Chine – Etats-Unis, la nouvelle guerre froide ?

Le conflit commercial entre la Chine et les Etats-Unis s’intensifie au point de prendre des allures de guerre froide. C’est en tout cas la conclusion de la conférence « Guerre commerciale : le retour du chacun pour soi ? », qui se tenait mercredi 6 novembre à Lyon. 

« On entre dans une époque qui ressemble étrangement à la guerre froide », prévient Sébastien Jean, le directeur du Centre Français de Recherche en Economie Internationale (CEPII). Ce mercredi, alors qu’il débattait du retour du protectionnisme, l’économiste a tenté cette comparaison entre guerre commerciale et guerre froide. « Il y a deux pôles, la Chine et les Etats-Unis. Et entre eux, l’Europe qui n’arrive pas à s’affirmer », explique-t-il .

Et l’heure de la détente entre la Chine et les Etats-Unis n’est pas encore arrivée. « Même si Donald Trump n’était pas réélu président en 2020, la relation a peu de chance de s’apaiser parce que les Démocrates sont encore plus belliqueux envers la Chine que les Républicains », poursuit Sébastien Jean. En fait, la base de l’électorat américain a profondément changé. « Tout le monde est devenu protectionniste aux Etats-Unis », alerte Thierry Mayer, professeur de sciences économiques à Sciences Po.

Sur la scène de la salle Molière, tous les intervenants sont unanimes : « On ne reviendra jamais en arrière », déclare Thierry Mayer. La guerre commerciale que se livrent la Chine et les Etats-Unis a démontré qu’il est facile de contourner les règles établies par l’Organisation Mondiale du Commerce (OMC). « Désormais, l’économie internationale est plongée dans l’incertitude. On ignore si les pays respecteront, ou pas, les règles du commerce », ajoute Thierry Mayer.

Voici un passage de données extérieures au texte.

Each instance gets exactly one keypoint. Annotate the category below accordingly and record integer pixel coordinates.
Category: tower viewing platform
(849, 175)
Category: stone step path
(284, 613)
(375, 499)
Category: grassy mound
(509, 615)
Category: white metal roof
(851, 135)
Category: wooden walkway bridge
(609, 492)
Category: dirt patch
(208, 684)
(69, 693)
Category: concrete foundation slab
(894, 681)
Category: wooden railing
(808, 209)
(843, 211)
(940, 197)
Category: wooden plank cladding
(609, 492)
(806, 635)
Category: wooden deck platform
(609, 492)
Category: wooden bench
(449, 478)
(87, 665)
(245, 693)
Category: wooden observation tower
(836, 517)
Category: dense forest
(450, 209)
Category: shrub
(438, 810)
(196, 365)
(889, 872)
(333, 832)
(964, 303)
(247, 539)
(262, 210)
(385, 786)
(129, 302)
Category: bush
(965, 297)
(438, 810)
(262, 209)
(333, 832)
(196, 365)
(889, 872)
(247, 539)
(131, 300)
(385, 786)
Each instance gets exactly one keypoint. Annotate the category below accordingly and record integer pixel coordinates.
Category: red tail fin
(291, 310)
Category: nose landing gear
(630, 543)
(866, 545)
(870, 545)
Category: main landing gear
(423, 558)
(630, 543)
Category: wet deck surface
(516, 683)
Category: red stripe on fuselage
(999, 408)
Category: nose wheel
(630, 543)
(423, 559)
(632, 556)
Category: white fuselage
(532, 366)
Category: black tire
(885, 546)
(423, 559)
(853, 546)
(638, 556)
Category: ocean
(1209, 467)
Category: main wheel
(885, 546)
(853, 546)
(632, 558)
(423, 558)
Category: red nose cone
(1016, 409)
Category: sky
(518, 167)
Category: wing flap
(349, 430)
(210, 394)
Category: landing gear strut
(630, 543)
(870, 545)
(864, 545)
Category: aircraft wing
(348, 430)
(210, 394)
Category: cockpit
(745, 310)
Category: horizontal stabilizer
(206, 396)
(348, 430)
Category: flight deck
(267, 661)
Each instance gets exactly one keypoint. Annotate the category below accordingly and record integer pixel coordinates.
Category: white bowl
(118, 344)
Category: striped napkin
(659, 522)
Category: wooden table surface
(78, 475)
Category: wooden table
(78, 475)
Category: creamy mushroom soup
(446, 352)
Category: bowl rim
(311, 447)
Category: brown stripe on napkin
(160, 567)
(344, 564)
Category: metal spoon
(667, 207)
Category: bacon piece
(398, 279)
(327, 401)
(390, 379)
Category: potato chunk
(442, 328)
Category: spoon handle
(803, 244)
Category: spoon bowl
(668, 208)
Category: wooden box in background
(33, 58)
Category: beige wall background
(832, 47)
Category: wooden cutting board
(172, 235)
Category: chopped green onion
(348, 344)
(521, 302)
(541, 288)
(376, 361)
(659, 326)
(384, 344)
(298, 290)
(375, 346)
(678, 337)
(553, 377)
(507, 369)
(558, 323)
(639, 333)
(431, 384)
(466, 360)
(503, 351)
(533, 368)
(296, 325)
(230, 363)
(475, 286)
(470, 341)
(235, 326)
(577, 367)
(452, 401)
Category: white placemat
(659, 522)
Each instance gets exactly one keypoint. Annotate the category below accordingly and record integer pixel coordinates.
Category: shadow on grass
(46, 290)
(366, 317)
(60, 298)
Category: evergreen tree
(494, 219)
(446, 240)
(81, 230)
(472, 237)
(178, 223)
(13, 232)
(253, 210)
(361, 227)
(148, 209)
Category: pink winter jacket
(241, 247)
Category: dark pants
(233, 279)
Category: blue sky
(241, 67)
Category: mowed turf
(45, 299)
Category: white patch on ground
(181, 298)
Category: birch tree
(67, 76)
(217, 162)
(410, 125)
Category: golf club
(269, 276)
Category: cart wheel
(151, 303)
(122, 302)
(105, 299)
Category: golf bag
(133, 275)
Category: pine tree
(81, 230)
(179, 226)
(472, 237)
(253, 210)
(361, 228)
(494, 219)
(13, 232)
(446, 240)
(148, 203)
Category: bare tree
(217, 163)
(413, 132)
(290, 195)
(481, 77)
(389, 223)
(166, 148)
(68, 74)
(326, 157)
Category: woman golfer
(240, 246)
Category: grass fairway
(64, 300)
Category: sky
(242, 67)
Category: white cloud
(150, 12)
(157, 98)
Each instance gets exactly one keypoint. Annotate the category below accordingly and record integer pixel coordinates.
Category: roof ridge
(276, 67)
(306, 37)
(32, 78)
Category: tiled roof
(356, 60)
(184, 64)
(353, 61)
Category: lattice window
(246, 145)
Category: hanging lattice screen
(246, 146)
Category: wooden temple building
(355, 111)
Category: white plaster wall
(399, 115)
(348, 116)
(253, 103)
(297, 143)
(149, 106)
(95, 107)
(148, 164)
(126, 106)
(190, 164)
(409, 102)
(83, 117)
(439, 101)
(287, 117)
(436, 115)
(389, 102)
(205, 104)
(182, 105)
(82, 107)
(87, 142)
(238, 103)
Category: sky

Réécrire les traités de l’OMC

Jusqu’ici pourtant, tout était relativement simple. Depuis 1947, le GATT puis l’OMC (créée en 1995) encadrent les relations commerciales grâce à des traités multilatéraux. Objectif : assurer la stabilité et la prévisibilité des conditions des échanges. Or, depuis mars 2018, les Etats-Unis ont mis en place une succession de mesures protectionnistes, au nom de la sécurité nationale, sans passer par les traités de l’OMC. « C’est un coup de pied dans la fourmilière pour accélérer la réécriture des traités internationaux », avance Cécilia Bellora, économiste au CEPII.

Car pour Donald Trump, comme pour les économistes présents, il est urgent de réécrire les règles de l’OMC. « Elles ont été édictées à une époque où les pays développés voulaient encourager le développement des pays émergents en fixant des droits de douane qui leur étaient favorables. C’est pourquoi la Chine bénéficie encore de ces tarifs avantageux », explique Sébastien Jean. « C’est bien l’un des seuls points communs qu’il y ait entre les économistes et Donald Trump », plaisante Thierry Mayer.

A lire aussi : Pierre-Noël Giraud : « On entre dans une nouvelle phase de la globalisation »

En outre, la perte de confiance dans les institutions régulatrices du commerce, telles que l’OMC, pourrait avoir de graves conséquences. Notamment sur les futurs choix environnementaux.  « La guerre commerciale est en train de détruire le seul instrument à notre disposition pour réguler les échanges commerciaux de 200 pays à la fois. Et c’est à cette échelle là que l’on doit relever le défi climatique », alarme Thierry Mayer. La guerre commerciale marque, en un sens, le retour des traités bilatéraux, peu efficaces pour s’attaquer aux grands enjeux du 21e siècle.